SHANGHAI - Chrysler (China) Automobile Sales Co Ltd will pay up to 31.7 million yuan after an antitrust fine was issued by the Shanghai pricing bureau.
According to the bureau’s anti-monopoly probe, Chrysler had signed a distribution agreement with car dealers between 2012 and 2014, in which it required dealers to keep “the manufacturer’s recommended prices”. It even punished dealers which sold cars lower than the recommended prices by freezing or delaying its supply.
In addition to the fine, the bureau also announced on Thursday that three of its car dealerships in Shanghai will also receive antitrust tickets with a combined value of 2.14 million yuan.
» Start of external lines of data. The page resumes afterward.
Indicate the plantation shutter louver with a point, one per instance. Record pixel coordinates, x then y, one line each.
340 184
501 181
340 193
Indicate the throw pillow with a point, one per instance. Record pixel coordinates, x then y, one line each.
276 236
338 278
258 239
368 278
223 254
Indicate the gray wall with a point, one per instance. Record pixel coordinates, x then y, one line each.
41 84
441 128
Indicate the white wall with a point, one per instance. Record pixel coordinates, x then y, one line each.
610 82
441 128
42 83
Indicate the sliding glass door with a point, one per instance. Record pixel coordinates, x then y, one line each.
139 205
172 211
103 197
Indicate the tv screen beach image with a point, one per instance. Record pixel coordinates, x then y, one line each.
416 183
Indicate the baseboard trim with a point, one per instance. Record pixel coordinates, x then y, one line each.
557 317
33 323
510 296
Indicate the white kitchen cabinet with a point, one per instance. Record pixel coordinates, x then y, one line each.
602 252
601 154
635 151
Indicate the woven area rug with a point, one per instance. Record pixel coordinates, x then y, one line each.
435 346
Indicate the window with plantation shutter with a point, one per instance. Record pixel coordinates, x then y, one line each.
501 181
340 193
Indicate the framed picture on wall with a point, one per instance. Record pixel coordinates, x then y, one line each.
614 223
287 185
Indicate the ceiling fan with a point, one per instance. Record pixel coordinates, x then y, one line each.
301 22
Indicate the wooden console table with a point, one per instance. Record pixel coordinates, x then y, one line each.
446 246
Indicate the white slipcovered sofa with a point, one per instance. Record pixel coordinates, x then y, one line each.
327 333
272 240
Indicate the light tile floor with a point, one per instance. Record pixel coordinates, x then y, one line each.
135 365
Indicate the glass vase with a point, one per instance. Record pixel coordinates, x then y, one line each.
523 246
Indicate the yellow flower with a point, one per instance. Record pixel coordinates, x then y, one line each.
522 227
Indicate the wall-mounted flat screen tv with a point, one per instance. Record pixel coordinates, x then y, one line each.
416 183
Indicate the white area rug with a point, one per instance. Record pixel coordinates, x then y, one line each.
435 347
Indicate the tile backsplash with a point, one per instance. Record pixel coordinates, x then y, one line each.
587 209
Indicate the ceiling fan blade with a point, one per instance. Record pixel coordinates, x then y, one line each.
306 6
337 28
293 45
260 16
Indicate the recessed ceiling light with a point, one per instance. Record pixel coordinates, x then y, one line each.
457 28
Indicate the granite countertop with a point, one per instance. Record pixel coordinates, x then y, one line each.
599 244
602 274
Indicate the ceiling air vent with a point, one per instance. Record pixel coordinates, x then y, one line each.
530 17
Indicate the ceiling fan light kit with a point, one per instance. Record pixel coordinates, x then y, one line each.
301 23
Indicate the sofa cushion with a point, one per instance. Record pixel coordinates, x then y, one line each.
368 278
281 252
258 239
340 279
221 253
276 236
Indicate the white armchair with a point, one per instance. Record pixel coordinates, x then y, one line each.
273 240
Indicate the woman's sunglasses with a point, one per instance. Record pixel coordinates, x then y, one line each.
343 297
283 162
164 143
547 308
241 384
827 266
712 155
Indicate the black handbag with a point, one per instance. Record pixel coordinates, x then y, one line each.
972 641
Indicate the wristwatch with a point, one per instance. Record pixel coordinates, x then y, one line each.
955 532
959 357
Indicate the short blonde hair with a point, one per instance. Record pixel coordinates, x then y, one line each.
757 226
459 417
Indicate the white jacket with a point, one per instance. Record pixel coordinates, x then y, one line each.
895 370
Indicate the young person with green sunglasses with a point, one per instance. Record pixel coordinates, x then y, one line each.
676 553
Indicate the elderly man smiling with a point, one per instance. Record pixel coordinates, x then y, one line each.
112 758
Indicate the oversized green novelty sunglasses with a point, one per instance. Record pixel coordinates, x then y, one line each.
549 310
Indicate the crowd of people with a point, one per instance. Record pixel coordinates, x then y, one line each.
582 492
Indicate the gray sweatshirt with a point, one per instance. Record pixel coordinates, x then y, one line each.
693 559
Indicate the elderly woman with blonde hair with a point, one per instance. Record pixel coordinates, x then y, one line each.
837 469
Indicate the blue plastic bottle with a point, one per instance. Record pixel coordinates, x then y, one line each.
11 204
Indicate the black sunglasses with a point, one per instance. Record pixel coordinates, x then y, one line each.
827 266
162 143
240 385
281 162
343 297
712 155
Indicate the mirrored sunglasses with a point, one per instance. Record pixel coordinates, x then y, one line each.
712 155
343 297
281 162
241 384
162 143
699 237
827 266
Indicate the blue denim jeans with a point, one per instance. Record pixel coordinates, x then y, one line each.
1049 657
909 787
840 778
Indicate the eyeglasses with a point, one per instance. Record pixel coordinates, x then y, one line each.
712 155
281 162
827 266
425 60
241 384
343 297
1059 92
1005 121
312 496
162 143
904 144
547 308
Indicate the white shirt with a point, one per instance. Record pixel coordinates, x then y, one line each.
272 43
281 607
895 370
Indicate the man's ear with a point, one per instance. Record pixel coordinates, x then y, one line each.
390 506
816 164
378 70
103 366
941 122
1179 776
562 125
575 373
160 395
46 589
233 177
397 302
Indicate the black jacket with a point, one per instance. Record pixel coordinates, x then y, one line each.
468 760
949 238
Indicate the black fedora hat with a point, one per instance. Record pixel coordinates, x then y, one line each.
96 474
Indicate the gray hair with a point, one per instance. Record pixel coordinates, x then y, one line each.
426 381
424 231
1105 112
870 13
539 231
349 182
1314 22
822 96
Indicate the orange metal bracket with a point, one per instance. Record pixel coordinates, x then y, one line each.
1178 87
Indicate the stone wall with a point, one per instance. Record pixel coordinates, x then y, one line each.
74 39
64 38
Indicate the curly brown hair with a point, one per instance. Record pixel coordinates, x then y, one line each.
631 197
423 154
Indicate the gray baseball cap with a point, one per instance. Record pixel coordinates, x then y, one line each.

The three car dealers signed an agreement in April to establish unified prices for car maintenance, spare parts and paint jobs for Chrysler, Jeep and Dodge automobiles.
The monopoly practices by Chrysler and the three dealers have violated legitimate rights and interests of consumers and other companies, the bureau said. The fines were given in line with China’s Anti-Monopoly Law.
The fine to Chrysler equals 3 percent of its annual revenue for involved products, the bureau added.
Sources said Chrysler has made rectification in the sales, refunded dealers which have suffered losses from its mandatory pricing, and opened the distribution channel for its spare parts.
Chinese regulators have reinforced anti-monopoly enforcement on the luxury car market, where automobiles and spare parts can cost significantly more in China than in other countries.
Chinese Premier Li Keqiang on Tuesday spoke out against the perception that China is targeting foreign firms with its recent campaign of antitrust probes.
Speaking at the New Leaders’ Meeting of the World Economic Forum in Tianjin, Li told business people and entrepreneurs that only 10 percent of all such probes have examined the practices of foreign firms in China.